GspD forms heat-resistant multimers that mislocalize to the inner membrane, where the other V. cholerae secretins do not. (A) Cultures were grown to mid-log phase when protein production was induced by the addition of arabinose for 1 h. Samples were resuspended in sample buffer containing SDS and boiled for 5 min before separation by electrophoresis. (B) Induced cultures were fractionated into total membrane (M), inner membrane (IM), and outer membrane (OM) fractions, and GspD multimer and monomers were detected using anti-His antibody. OmpT-FLAG and ToxR were used as outer membrane and inner membrane controls, respectively. Figure is representative of 3 experiments.

FIG 4

GspD overexpression increases psp transcript levels and leads to PspA membrane association. Cultures were grown to mid-log phase when protein production was induced by the addition of arabinose for 1 h. (A) RNA was harvested and reverse transcribed. Transcript levels were normalized to the housekeeping gene recA. (B) Induced and uninduced cultures were fractionated into soluble and membrane fractions.

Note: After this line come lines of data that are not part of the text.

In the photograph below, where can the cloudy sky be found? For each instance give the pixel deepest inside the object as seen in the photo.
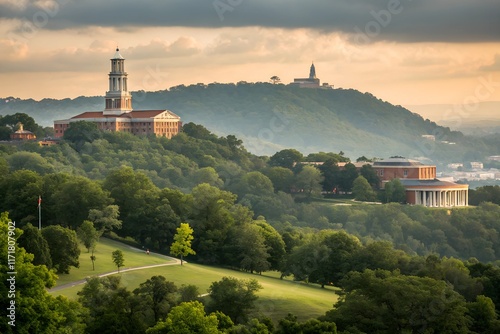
(403, 51)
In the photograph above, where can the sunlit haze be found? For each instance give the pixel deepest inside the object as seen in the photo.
(403, 52)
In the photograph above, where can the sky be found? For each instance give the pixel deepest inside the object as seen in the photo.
(407, 52)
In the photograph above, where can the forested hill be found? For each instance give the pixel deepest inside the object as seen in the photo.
(270, 117)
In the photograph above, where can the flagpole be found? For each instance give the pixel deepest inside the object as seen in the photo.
(39, 212)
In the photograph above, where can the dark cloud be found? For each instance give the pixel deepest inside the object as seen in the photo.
(364, 20)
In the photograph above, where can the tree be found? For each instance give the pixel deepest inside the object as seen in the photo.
(182, 242)
(233, 297)
(111, 307)
(35, 310)
(63, 245)
(247, 249)
(118, 258)
(483, 314)
(281, 177)
(34, 243)
(88, 235)
(395, 191)
(188, 293)
(286, 158)
(274, 244)
(347, 177)
(384, 302)
(362, 190)
(309, 180)
(75, 198)
(81, 132)
(187, 318)
(331, 175)
(254, 183)
(19, 194)
(275, 79)
(211, 217)
(156, 294)
(106, 219)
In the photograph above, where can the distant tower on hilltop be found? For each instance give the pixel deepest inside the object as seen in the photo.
(312, 72)
(118, 98)
(311, 82)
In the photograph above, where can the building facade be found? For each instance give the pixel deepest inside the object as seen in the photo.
(118, 114)
(22, 134)
(422, 186)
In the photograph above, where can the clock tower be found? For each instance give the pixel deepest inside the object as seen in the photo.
(118, 98)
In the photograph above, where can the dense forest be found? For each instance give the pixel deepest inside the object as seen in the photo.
(399, 268)
(269, 118)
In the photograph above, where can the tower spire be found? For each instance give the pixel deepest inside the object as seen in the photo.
(118, 98)
(312, 71)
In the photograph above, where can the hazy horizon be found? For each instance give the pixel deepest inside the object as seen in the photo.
(61, 48)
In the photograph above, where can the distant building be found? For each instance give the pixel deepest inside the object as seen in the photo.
(311, 82)
(22, 134)
(118, 114)
(430, 137)
(494, 158)
(455, 165)
(476, 165)
(422, 186)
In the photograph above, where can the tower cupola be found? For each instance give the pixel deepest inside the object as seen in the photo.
(118, 98)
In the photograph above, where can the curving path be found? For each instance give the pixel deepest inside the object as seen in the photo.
(82, 281)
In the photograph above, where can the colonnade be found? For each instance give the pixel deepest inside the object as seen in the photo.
(442, 198)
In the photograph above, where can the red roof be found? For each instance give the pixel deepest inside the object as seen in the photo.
(132, 114)
(89, 114)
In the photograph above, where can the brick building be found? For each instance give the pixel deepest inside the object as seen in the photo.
(422, 187)
(118, 114)
(22, 134)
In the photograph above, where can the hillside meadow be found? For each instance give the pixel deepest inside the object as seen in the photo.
(277, 298)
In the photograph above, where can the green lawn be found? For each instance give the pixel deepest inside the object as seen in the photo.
(104, 263)
(276, 299)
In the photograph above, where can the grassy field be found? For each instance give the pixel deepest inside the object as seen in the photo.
(276, 299)
(104, 263)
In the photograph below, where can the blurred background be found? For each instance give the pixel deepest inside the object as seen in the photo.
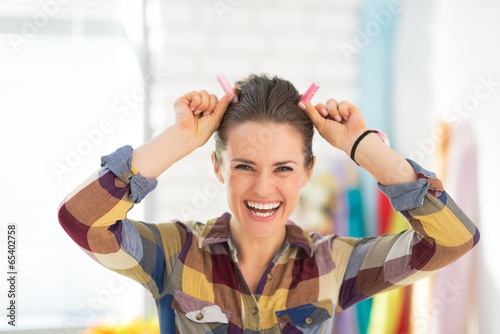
(79, 79)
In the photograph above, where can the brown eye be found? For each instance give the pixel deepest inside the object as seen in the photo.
(284, 169)
(243, 167)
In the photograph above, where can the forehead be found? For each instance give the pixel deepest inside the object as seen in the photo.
(254, 141)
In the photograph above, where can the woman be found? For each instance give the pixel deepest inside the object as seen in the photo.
(252, 270)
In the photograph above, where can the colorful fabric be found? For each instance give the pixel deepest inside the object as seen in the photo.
(191, 268)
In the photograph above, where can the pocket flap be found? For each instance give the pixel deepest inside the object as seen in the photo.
(307, 315)
(199, 311)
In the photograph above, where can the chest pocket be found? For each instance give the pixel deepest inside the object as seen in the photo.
(193, 315)
(308, 318)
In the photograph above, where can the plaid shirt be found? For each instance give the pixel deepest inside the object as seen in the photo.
(192, 271)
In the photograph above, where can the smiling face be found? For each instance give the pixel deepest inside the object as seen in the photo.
(263, 170)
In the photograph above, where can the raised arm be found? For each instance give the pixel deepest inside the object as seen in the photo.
(440, 232)
(95, 213)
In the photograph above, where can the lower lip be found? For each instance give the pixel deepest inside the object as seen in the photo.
(262, 219)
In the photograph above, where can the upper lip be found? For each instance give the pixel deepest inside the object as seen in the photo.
(262, 201)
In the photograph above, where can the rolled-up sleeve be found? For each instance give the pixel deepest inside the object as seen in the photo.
(440, 234)
(94, 215)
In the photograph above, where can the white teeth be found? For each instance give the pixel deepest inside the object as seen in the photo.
(266, 206)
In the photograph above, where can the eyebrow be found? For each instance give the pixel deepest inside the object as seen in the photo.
(250, 162)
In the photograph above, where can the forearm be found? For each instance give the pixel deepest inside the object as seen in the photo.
(155, 156)
(385, 164)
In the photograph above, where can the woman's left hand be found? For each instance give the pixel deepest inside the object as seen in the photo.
(339, 123)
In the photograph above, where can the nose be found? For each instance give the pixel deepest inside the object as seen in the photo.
(264, 184)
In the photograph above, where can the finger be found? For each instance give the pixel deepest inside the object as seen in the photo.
(205, 101)
(344, 109)
(332, 107)
(194, 99)
(221, 106)
(312, 112)
(321, 108)
(213, 102)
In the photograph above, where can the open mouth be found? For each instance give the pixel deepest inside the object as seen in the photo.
(263, 210)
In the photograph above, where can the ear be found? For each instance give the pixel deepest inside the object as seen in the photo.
(309, 173)
(217, 168)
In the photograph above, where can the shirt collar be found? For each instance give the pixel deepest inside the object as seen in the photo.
(217, 231)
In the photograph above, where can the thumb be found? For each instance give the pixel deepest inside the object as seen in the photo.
(312, 112)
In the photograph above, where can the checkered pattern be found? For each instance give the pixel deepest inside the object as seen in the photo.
(191, 269)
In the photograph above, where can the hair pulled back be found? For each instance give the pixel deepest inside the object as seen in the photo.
(263, 99)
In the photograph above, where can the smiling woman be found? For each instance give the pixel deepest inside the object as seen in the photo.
(252, 269)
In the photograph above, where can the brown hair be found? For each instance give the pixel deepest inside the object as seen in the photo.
(263, 99)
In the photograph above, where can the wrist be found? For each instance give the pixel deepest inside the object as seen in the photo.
(349, 143)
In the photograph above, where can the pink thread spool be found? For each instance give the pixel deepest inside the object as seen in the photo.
(308, 95)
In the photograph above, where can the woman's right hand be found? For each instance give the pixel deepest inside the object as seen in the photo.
(199, 114)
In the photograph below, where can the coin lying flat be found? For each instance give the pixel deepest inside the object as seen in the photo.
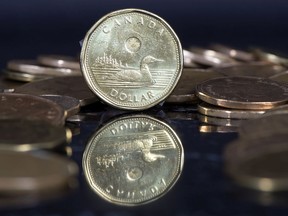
(220, 112)
(184, 91)
(69, 104)
(265, 126)
(255, 69)
(233, 53)
(30, 107)
(243, 92)
(74, 86)
(131, 59)
(31, 135)
(33, 67)
(133, 160)
(34, 173)
(259, 165)
(59, 61)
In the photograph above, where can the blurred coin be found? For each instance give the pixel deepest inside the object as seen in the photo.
(124, 62)
(243, 92)
(184, 91)
(264, 127)
(34, 173)
(33, 67)
(74, 86)
(280, 77)
(133, 160)
(239, 55)
(23, 77)
(220, 121)
(260, 165)
(30, 107)
(216, 111)
(27, 135)
(59, 61)
(69, 104)
(217, 129)
(255, 69)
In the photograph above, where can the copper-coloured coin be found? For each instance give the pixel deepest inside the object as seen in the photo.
(222, 112)
(255, 69)
(243, 92)
(184, 91)
(59, 61)
(34, 173)
(26, 135)
(30, 107)
(74, 86)
(33, 67)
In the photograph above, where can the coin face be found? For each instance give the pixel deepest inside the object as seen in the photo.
(243, 92)
(133, 160)
(30, 107)
(131, 59)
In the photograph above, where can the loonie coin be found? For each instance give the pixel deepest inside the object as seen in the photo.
(255, 69)
(133, 160)
(264, 127)
(220, 112)
(27, 135)
(259, 164)
(30, 107)
(70, 105)
(33, 67)
(184, 91)
(131, 59)
(74, 86)
(243, 92)
(233, 53)
(59, 61)
(22, 172)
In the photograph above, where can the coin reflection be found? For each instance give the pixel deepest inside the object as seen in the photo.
(133, 160)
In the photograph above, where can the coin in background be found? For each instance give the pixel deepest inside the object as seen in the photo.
(74, 86)
(30, 107)
(133, 160)
(243, 92)
(220, 112)
(131, 59)
(59, 61)
(40, 172)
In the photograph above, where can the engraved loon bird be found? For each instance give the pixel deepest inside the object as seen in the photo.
(142, 75)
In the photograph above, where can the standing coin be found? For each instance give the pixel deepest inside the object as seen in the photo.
(30, 107)
(131, 59)
(133, 160)
(243, 92)
(74, 86)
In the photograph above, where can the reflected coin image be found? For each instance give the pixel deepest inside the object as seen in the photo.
(131, 59)
(133, 160)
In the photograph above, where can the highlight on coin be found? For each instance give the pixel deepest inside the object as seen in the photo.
(133, 160)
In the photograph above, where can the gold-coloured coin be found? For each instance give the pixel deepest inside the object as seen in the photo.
(259, 164)
(264, 126)
(243, 92)
(74, 86)
(33, 67)
(221, 112)
(133, 160)
(71, 105)
(27, 135)
(59, 61)
(255, 69)
(22, 172)
(23, 106)
(131, 59)
(184, 91)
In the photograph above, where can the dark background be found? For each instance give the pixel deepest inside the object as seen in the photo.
(29, 28)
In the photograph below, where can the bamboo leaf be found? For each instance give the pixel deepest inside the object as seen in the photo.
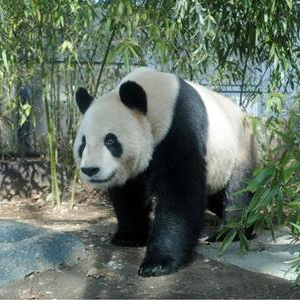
(4, 58)
(228, 240)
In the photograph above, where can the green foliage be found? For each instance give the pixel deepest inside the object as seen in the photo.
(276, 182)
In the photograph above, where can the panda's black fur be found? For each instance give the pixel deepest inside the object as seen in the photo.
(176, 178)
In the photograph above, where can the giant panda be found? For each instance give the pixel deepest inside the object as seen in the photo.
(160, 143)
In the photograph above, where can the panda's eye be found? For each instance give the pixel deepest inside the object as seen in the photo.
(110, 139)
(82, 146)
(113, 145)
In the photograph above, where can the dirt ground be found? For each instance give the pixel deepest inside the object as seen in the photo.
(108, 271)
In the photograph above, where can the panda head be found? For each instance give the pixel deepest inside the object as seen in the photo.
(114, 140)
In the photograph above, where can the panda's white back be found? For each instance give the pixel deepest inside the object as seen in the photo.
(228, 136)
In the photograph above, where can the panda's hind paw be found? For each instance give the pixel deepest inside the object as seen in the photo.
(158, 267)
(125, 239)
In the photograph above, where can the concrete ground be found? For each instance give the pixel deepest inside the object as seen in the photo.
(107, 271)
(111, 272)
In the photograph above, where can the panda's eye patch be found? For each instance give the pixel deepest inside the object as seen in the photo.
(110, 139)
(113, 145)
(82, 146)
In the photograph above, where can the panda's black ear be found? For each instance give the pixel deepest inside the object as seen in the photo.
(83, 99)
(133, 96)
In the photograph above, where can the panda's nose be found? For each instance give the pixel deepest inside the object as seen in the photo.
(90, 171)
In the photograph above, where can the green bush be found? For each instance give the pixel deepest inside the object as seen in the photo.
(276, 182)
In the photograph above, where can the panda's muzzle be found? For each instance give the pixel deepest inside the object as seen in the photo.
(103, 180)
(91, 171)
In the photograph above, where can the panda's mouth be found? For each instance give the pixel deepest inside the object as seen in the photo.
(103, 180)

Crp-FLAG and ToxR were used as cytoplasmic and membrane controls, respectively. Figure is representative of 3 experiments.

FIG 5

PspA is a negative regulator of the Psp response, and PspB, -C, and -F are positive regulators. Cultures were grown to mid-log phase (4 h). β-Galactosidase activity was produced from a chromosomal promoter fusion of lacZΩPpspA. (A) Loss of pspA leads to a large increase in PpspA activity, which can be reduced by complementation. (B) Loss of pspB, pspC, or pspF results in the inability to induce the Psp response. ***, P < 0.001 by Student’s t test. Error bars represent ± standard deviations.

FIG 6

The Psp response can be induced by specific environmental conditions. (A) Cultures were grown for 24 h, and 1-ml aliquots were removed at the indicated time points. Cultures were normalized by OD₆₀₀, and chromosomal PspA-6×His expression was detected by immunoblotting. (B) The indicated stressors were added after 3 h of growth. After 1 h (or the indicated time), cultures were normalized by OD₆₀₀, and total protein concentration and chromosomal PspA-6×His expression were detected by immunoblotting. Loading control is a cross-reactive protein to ToxR antisera (59). Both panels are representative of three experiments.

FIG 7

The psp null strain shows reduced colonization in the zebrafish model of cholera infection but no defect in infant mice. (A) Infant mice were orally inoculated with a 1:1 ratio of 10⁶ O395ΔlacZ and O395ΔpspFABC. (B) Zebrafish were incubated in water containing either 10⁸ O395ΔlacZ or O395ΔpspFABC. After overnight infections, intestines were harvested and bacteria were plated for enumeration. Each data point represents data from one fish or mouse. (C) The water was tested for mucin concentration postinfection as a measure of fish diarrhea. The bar diagrams show the mucin level in excreted water after 24 h. (D) Bacterial numbers in the water postinfection were quantified to determine the levels of excreted bacteria. ***, P < 0.001. Error bars represent ± standard error of the means in panel B and standard deviations in panels C and D.

FIG 8

Model of Psp response in V. cholerae. In the absence of stress, the transcriptional activator PspF is bound by PspA, inhibiting transcription of psp genes. In the presence of stressors, such as mislocalized secretins from the type II secretion system (T2SS), PspA is sequestered to the inner membrane and PspF is free to initiate transcription of the psp genes. The inner membrane proteins PspB and PspC are predicted to aid in sensing damage and binding PspA to the inner membrane.